Muhammad Rafique, who represents Lyari in the provincial assembly on behalf of the PPP, has appeared with Baloch at several rallies.

He is careful not to criticise his former supporter but insists Baloch had no formal position in the party.

"If criminals have taken over politics, how can gentlemen survive?" he said. His own family home lies behind a heavily guarded roadblock.

It's easy to see why Rafique is so concerned about Karachi's violence.

At police headquarters, officers drag out a sweating, manacled prisoner with a black bag over his head. Kaleem Siddiqui is a confessed killer—$750 a hit, he said.

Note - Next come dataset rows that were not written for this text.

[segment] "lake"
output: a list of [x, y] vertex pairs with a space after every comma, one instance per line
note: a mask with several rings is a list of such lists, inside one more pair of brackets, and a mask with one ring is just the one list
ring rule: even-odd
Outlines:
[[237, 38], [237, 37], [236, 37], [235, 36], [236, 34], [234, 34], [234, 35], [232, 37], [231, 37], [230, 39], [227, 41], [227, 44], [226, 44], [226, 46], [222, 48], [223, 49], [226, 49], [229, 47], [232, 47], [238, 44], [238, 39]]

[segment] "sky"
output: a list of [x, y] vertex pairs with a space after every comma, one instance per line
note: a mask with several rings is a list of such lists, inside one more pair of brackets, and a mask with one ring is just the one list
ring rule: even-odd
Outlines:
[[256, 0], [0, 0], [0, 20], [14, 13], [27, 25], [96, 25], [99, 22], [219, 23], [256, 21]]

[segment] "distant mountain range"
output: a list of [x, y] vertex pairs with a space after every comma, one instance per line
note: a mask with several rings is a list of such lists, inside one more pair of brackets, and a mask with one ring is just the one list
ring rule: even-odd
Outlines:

"We charged more if they wanted us to mutilate the bodies in a certain way," he said. "I killed for the money ... (but) I know a lot of people who kill others for politics."

Sometimes politicians hired gunmen like himself, he said. Other times they used their own.

The police, under funded, out gunned and widely seen as corrupt, can do little. Karachi only has 30,000 officers.

They're not properly trained to gather evidence or prepare cases, said regional prosecutor general Shahadat Arwan. The lack of a witness protection program means few will testify.

Baloch, who says all cases against him are politically motivated, is confident he will never end up behind bars.

"They made cases against me so they can stop me. They know in the coming election people are with me. People say whatever Uzair Baloch says, we will do this," Baloch said, as a visiting government official looked on.